Soulless.

It's been so long.. That I haven't seen your face. I'm tryna be strong but the strength I have is washing away. It wont be long before I get you by my side. And just hold you, tease you, squeeze you, tell you what's been on my mind~

Went thru high school with Akon's songs on the radio. Most of them are good and I still sing 'em now. Aaaaaaaanyway, it HAS been so long since I write. I wanted to, I just did not.


So, my family suffered a loss. A good cousin of mine passed away. It was unreal. I was in the middle of all that from the beginning of that horrific day. Right from the gut-wrenching scream of my aunty calling for my dad telling him the hospital called and asked her to come immediately until the burial. 

It was the first time I have ever experienced that.
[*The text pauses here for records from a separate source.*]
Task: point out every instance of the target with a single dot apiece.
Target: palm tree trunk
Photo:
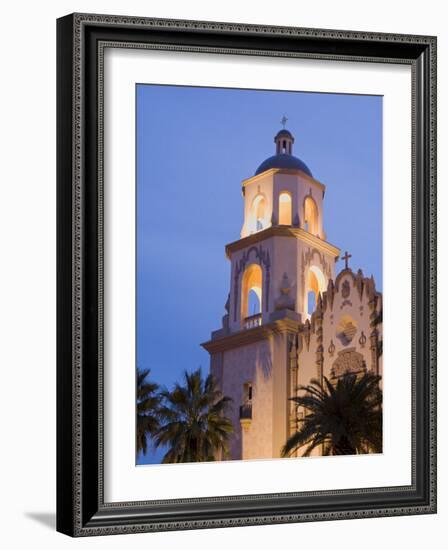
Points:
(343, 447)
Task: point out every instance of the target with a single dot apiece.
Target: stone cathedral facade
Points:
(289, 317)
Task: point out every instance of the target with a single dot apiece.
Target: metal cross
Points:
(346, 258)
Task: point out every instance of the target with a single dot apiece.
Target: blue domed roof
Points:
(282, 160)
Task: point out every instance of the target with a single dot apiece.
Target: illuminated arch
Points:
(284, 208)
(315, 286)
(259, 212)
(311, 216)
(252, 281)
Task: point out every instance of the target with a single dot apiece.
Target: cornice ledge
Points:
(249, 336)
(282, 231)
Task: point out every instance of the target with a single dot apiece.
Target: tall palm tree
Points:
(148, 402)
(345, 416)
(194, 425)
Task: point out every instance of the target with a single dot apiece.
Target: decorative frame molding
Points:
(81, 39)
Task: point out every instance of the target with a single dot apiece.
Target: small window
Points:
(311, 216)
(311, 302)
(285, 208)
(247, 393)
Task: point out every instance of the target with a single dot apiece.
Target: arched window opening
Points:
(311, 216)
(259, 212)
(285, 208)
(251, 296)
(247, 392)
(311, 305)
(315, 286)
(246, 406)
(254, 305)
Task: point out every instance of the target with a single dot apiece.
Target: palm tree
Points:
(194, 425)
(148, 402)
(345, 417)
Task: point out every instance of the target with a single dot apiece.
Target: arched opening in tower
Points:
(285, 208)
(315, 285)
(310, 216)
(251, 293)
(259, 213)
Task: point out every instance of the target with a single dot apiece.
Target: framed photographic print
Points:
(246, 274)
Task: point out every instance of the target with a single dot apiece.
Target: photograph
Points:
(259, 274)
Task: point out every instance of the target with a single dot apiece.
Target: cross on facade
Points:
(346, 258)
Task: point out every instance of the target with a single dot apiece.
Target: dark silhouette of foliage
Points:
(148, 402)
(193, 422)
(343, 416)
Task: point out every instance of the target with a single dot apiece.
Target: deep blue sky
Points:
(194, 146)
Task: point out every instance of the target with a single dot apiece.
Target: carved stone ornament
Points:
(348, 361)
(346, 331)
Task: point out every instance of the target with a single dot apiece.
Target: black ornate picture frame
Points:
(81, 509)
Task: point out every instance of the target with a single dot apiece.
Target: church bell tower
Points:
(280, 267)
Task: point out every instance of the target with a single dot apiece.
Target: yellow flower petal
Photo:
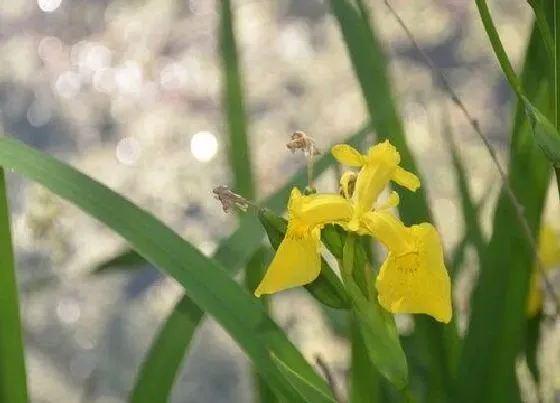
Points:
(534, 299)
(348, 184)
(297, 262)
(406, 179)
(549, 246)
(347, 155)
(417, 281)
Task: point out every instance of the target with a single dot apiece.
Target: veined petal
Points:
(347, 155)
(297, 262)
(417, 282)
(406, 179)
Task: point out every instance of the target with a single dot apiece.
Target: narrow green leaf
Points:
(126, 259)
(365, 380)
(370, 66)
(468, 206)
(376, 325)
(233, 103)
(326, 288)
(13, 382)
(155, 380)
(497, 323)
(205, 282)
(546, 135)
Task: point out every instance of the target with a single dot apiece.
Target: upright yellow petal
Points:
(406, 179)
(549, 247)
(297, 262)
(534, 299)
(417, 281)
(347, 155)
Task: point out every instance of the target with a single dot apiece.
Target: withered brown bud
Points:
(228, 199)
(303, 142)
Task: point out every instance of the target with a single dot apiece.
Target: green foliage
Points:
(433, 363)
(13, 383)
(211, 288)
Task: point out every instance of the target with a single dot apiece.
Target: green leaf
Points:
(532, 340)
(468, 206)
(233, 103)
(376, 325)
(13, 383)
(370, 66)
(365, 380)
(155, 380)
(497, 322)
(205, 282)
(234, 251)
(326, 288)
(546, 135)
(126, 259)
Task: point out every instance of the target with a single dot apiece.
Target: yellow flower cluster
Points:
(413, 279)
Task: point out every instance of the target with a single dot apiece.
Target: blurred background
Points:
(130, 93)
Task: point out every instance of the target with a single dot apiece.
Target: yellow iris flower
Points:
(298, 260)
(549, 251)
(413, 278)
(378, 168)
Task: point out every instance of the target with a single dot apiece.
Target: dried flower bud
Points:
(228, 199)
(303, 142)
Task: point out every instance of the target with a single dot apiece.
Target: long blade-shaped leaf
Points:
(370, 67)
(155, 380)
(494, 338)
(209, 286)
(13, 384)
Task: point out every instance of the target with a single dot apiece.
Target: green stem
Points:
(544, 29)
(498, 47)
(13, 384)
(347, 268)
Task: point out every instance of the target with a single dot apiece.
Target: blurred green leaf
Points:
(126, 259)
(497, 322)
(326, 288)
(233, 103)
(370, 66)
(205, 282)
(13, 381)
(546, 135)
(532, 341)
(159, 368)
(239, 155)
(468, 207)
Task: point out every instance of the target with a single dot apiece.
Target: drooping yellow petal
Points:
(297, 262)
(406, 179)
(318, 209)
(347, 155)
(348, 184)
(413, 279)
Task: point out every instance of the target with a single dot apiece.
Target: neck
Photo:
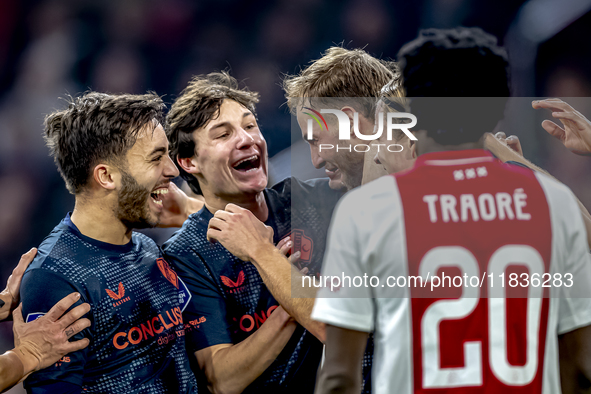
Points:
(428, 145)
(97, 220)
(255, 203)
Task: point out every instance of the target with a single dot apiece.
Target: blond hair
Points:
(340, 74)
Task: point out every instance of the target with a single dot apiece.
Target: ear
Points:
(421, 138)
(106, 176)
(350, 112)
(189, 164)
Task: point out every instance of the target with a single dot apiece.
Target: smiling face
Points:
(231, 154)
(146, 177)
(343, 168)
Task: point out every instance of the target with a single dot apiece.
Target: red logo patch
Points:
(168, 272)
(234, 285)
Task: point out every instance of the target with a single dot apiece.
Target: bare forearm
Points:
(284, 281)
(231, 369)
(341, 372)
(11, 370)
(5, 305)
(506, 154)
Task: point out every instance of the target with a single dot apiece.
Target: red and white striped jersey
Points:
(506, 247)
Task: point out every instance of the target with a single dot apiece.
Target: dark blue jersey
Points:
(137, 332)
(230, 301)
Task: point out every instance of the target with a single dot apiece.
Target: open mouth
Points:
(157, 195)
(248, 164)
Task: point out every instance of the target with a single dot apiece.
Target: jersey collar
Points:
(453, 158)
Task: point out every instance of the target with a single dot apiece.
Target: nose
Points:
(170, 170)
(317, 161)
(245, 139)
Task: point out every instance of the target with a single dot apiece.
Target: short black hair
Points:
(199, 103)
(97, 127)
(458, 63)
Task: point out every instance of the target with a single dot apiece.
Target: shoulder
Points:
(373, 201)
(193, 232)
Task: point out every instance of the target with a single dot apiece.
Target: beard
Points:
(132, 206)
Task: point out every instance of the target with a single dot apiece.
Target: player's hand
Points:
(284, 246)
(10, 295)
(280, 313)
(576, 131)
(512, 142)
(44, 341)
(177, 207)
(239, 231)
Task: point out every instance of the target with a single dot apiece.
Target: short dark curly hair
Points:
(456, 64)
(199, 103)
(97, 127)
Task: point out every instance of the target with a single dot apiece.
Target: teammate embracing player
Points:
(112, 152)
(458, 208)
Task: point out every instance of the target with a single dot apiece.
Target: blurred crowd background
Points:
(52, 48)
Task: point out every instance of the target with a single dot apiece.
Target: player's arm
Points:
(44, 341)
(575, 360)
(506, 153)
(40, 291)
(247, 238)
(228, 367)
(231, 368)
(575, 132)
(177, 207)
(341, 371)
(9, 297)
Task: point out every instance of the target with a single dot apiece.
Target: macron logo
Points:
(119, 295)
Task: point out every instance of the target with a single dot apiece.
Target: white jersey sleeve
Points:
(571, 253)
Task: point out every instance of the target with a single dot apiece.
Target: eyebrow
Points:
(244, 115)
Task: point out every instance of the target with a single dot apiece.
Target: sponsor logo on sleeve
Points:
(234, 286)
(302, 244)
(168, 273)
(184, 295)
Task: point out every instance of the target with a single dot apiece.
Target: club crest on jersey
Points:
(302, 244)
(168, 273)
(118, 297)
(234, 286)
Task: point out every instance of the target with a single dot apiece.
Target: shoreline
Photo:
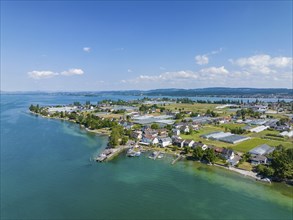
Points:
(249, 174)
(64, 119)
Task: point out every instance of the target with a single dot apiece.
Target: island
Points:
(251, 138)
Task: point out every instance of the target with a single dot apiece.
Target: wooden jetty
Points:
(110, 153)
(179, 157)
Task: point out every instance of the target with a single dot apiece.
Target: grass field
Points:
(245, 166)
(196, 107)
(254, 142)
(243, 146)
(230, 125)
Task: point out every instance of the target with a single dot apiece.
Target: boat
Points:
(153, 155)
(132, 153)
(161, 155)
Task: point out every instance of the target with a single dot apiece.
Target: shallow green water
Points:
(46, 174)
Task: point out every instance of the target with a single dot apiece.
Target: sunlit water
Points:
(46, 173)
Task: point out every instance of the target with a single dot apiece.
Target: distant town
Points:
(251, 138)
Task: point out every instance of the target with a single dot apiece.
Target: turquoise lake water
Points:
(46, 174)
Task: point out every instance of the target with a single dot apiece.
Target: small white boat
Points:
(161, 155)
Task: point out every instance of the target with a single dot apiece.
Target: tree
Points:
(198, 153)
(282, 163)
(114, 138)
(155, 126)
(124, 140)
(209, 155)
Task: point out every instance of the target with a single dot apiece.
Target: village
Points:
(245, 137)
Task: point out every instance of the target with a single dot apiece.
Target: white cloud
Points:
(202, 59)
(215, 70)
(86, 49)
(264, 63)
(71, 72)
(216, 51)
(35, 74)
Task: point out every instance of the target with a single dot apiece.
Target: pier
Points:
(110, 153)
(179, 157)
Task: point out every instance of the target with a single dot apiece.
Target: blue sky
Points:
(99, 45)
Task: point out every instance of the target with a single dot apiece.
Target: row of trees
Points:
(118, 136)
(281, 166)
(207, 155)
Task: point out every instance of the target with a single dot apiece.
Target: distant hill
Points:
(214, 91)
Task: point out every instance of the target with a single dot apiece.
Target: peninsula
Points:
(251, 138)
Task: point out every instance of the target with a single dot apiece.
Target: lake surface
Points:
(46, 174)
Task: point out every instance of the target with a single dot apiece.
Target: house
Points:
(195, 126)
(164, 142)
(136, 135)
(218, 150)
(176, 131)
(258, 159)
(163, 132)
(178, 142)
(148, 139)
(262, 150)
(227, 154)
(235, 160)
(185, 129)
(188, 143)
(199, 144)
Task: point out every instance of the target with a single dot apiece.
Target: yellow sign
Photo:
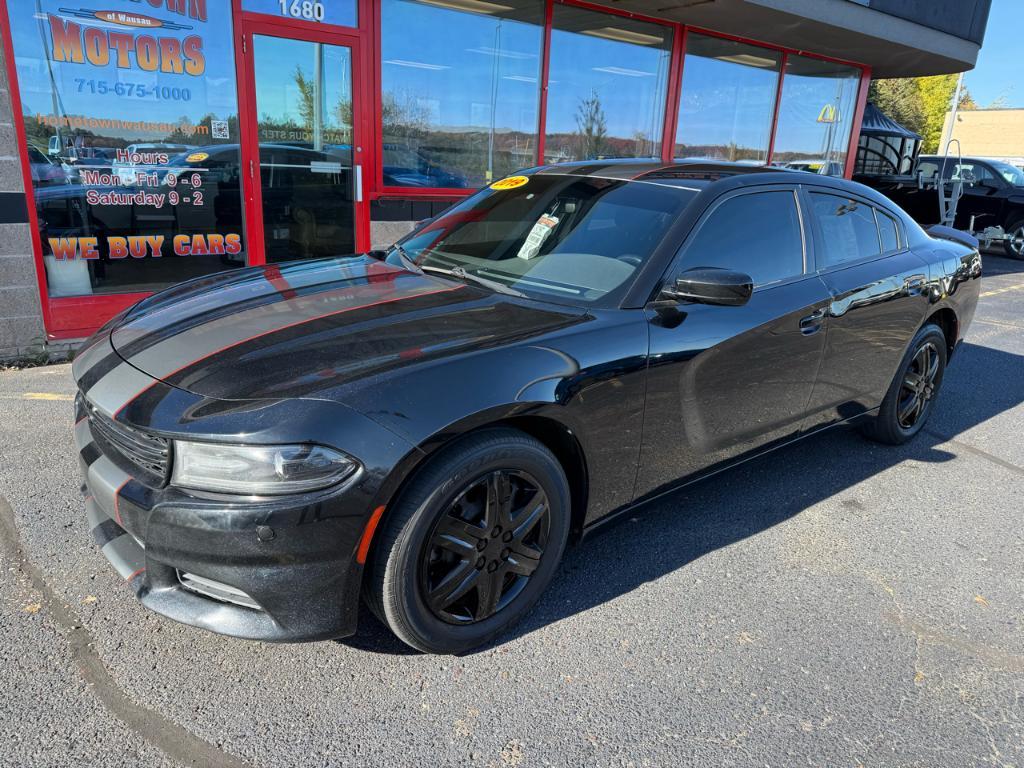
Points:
(828, 114)
(511, 182)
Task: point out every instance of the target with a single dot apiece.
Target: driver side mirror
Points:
(712, 286)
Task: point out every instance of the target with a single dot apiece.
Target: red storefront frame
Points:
(364, 143)
(77, 316)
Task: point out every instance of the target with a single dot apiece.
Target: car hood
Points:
(310, 328)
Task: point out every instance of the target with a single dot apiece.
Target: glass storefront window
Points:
(131, 120)
(606, 87)
(343, 12)
(727, 99)
(304, 126)
(815, 115)
(461, 96)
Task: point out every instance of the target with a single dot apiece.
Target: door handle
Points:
(913, 286)
(812, 323)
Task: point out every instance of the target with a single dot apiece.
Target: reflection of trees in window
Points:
(592, 128)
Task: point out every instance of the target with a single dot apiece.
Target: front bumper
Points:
(300, 569)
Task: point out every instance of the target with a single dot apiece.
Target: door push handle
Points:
(812, 323)
(914, 286)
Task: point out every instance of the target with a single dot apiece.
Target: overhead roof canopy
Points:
(877, 123)
(848, 30)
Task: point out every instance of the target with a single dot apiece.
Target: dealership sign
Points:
(133, 126)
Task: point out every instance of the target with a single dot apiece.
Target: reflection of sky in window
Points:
(630, 80)
(457, 65)
(808, 87)
(727, 101)
(214, 91)
(278, 95)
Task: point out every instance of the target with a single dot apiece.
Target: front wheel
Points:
(911, 394)
(1014, 244)
(471, 543)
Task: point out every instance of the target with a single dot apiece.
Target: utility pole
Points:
(948, 134)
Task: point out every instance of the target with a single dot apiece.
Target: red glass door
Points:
(303, 150)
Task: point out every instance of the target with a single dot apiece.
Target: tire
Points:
(1014, 248)
(446, 530)
(911, 395)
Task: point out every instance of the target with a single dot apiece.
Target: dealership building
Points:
(144, 142)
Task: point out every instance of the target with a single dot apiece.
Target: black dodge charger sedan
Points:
(428, 427)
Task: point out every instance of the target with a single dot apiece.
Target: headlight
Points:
(257, 469)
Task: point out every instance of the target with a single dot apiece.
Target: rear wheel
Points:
(471, 543)
(911, 394)
(1014, 245)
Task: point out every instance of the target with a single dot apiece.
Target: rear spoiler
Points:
(956, 236)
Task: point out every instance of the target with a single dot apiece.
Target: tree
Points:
(936, 96)
(592, 128)
(899, 99)
(920, 103)
(307, 102)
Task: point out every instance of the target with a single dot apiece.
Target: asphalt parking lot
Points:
(837, 603)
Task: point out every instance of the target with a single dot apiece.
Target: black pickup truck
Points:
(992, 197)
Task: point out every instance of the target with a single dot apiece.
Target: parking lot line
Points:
(997, 291)
(38, 396)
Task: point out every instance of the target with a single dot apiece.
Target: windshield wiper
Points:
(406, 260)
(461, 273)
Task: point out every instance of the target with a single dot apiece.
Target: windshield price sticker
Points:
(512, 182)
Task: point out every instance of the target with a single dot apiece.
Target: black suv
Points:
(993, 196)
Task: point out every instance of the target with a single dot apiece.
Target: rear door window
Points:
(848, 229)
(888, 231)
(757, 233)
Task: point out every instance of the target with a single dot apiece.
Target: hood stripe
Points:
(127, 382)
(203, 309)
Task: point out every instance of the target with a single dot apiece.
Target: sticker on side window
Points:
(540, 232)
(512, 182)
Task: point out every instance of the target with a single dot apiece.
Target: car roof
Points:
(697, 175)
(960, 159)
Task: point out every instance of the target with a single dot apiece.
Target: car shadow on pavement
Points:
(995, 263)
(666, 535)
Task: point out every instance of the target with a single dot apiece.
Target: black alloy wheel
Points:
(919, 386)
(911, 394)
(484, 547)
(1014, 244)
(471, 542)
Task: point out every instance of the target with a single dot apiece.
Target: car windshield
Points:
(1012, 174)
(576, 240)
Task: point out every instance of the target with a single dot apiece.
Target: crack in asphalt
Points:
(172, 739)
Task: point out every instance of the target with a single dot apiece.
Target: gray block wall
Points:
(22, 329)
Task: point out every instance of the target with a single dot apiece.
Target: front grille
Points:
(215, 590)
(146, 452)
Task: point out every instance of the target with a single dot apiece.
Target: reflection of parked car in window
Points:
(832, 168)
(407, 167)
(992, 197)
(44, 171)
(96, 159)
(306, 197)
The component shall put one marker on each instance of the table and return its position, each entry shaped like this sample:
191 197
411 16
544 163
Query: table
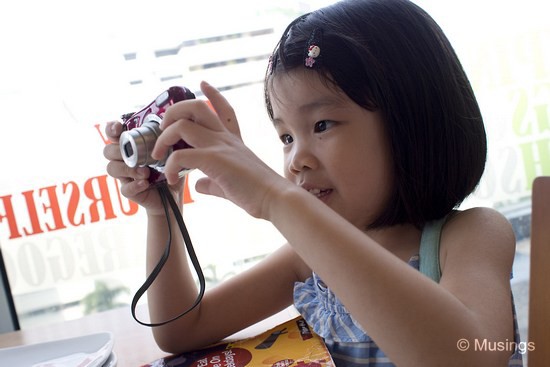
134 344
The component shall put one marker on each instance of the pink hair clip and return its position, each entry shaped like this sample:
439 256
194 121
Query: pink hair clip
313 52
313 48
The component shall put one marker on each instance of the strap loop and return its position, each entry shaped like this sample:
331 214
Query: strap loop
167 199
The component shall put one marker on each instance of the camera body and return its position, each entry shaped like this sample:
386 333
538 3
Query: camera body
142 129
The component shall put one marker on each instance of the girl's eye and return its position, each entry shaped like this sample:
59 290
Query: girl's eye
286 139
322 126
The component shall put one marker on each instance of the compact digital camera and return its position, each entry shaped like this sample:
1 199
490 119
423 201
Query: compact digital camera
142 129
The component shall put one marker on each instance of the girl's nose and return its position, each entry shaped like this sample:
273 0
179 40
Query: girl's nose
301 158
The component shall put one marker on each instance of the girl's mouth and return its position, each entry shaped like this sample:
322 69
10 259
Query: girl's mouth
320 193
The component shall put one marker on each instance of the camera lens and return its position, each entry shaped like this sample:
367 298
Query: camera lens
136 145
128 151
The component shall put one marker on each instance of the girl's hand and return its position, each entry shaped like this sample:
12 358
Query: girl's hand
233 171
134 181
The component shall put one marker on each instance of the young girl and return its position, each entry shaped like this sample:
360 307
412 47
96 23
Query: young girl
382 140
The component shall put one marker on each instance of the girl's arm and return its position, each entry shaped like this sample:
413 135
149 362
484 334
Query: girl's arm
229 307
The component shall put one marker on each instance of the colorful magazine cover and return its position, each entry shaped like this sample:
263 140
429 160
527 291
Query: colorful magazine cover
290 344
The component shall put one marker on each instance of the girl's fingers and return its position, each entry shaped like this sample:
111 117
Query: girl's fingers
225 111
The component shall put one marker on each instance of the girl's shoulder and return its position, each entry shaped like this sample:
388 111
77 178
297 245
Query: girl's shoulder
477 235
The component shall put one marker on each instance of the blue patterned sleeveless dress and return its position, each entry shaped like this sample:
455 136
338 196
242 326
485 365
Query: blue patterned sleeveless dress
348 344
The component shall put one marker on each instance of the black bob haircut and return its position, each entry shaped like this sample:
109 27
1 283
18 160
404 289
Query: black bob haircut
391 56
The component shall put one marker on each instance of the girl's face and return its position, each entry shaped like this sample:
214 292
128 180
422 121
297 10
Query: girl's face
333 148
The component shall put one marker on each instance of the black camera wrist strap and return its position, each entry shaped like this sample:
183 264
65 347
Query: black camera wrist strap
168 200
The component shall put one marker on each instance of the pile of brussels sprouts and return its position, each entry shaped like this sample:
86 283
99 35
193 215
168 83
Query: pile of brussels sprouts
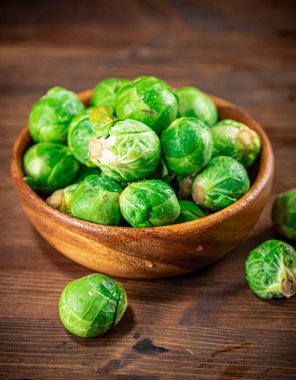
142 155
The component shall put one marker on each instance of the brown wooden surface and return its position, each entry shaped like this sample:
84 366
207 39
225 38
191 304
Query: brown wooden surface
206 325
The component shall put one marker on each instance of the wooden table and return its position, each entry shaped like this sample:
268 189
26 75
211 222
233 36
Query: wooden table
207 325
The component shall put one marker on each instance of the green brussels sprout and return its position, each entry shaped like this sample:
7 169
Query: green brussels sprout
96 199
149 100
185 186
84 172
187 145
236 140
89 124
105 92
149 203
49 166
129 151
92 305
162 172
62 199
220 184
195 103
50 117
189 211
284 214
271 270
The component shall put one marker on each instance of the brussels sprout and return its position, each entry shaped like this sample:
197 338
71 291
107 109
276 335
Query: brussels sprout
84 172
96 199
51 116
189 211
185 186
130 151
271 270
92 305
284 214
220 184
149 100
149 203
187 145
105 92
62 199
90 123
49 166
234 139
162 172
195 103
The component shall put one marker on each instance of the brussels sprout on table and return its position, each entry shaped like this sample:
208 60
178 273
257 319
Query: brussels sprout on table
85 126
195 103
129 151
149 100
189 211
96 199
92 305
220 184
105 92
149 203
271 270
284 214
187 145
234 139
49 166
51 116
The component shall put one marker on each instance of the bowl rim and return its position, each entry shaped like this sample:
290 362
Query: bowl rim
266 165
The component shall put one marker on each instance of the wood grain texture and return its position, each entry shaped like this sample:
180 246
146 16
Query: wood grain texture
209 322
150 252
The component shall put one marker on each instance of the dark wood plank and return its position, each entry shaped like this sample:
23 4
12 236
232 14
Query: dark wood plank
207 325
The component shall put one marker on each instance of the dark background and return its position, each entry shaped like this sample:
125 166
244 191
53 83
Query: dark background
207 325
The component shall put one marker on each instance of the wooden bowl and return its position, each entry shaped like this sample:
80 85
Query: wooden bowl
149 252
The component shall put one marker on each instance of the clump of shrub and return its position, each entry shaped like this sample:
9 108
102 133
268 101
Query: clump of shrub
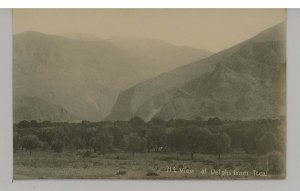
152 173
87 154
275 163
121 172
57 146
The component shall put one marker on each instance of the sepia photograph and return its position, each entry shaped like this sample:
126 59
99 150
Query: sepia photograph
149 94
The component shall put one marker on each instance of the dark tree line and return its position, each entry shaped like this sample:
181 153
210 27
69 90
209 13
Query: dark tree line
212 136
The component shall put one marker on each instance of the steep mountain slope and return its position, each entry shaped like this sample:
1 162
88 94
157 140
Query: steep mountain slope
77 73
82 77
241 82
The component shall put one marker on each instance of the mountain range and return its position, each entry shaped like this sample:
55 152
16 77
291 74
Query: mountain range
240 83
70 77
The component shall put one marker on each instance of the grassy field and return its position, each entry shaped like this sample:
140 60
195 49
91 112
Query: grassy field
72 165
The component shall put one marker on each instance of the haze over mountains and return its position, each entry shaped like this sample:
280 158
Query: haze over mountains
242 82
71 77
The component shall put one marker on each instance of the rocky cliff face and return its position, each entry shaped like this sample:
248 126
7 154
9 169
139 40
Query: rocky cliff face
73 78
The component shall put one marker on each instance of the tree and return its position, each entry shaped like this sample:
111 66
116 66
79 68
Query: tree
103 142
155 137
222 143
79 143
23 124
57 146
177 139
30 142
214 121
47 134
89 135
117 136
135 143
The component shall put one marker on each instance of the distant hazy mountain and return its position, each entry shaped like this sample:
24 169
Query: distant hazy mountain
242 82
76 77
156 57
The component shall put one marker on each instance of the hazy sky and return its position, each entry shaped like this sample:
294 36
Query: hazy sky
211 29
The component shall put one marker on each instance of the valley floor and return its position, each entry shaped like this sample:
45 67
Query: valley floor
72 165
My grandfather passed away when I was 12, everything was a blur back then. This time tho, I don't know. I don't handle this kind of stuff well. Not as in I'll get depressed or some shit. It's as in I don't know how to handle the people around me that time. What to do? What to say? Where to look? What's the appropriate conversation topic? How to console the people around me? Is it okay if I don't cry? (It's bad guys, I do not know how to cry)

???????????????????????????????????

I am sad. Terribly. My cousin was young. He had always been a good cousin to me. We might not have been tight, best buds. But, he was family. One of the close few. The hardest part was, waiting for the arrival of his wife outside the ward. She came and asked where is her husband. What was I supposed to say???? What was I supposed to do?????? It was heartbreaking. How do you console a wife that had been taking care of her comatosed husband everyday without fail even when she's working for quite some time, then one morning, she got a call, rushed to the hospital, and the first person she see do not know how to answer the question of where is her husband at. 

The only two times I cried was when I was hugging the wife, and the sister of my cousin. Other than that, it would have looked like I am a girl without a soul, without compassion. I am sad of the passing of my cousin, I think of how his life ended without notice, how one day he woke up from a nap, not knowing what happened but unable to move. And now, gone. How he's going thru the phase after life. 

But for me, it's true. We pity the dead, but even more so the living.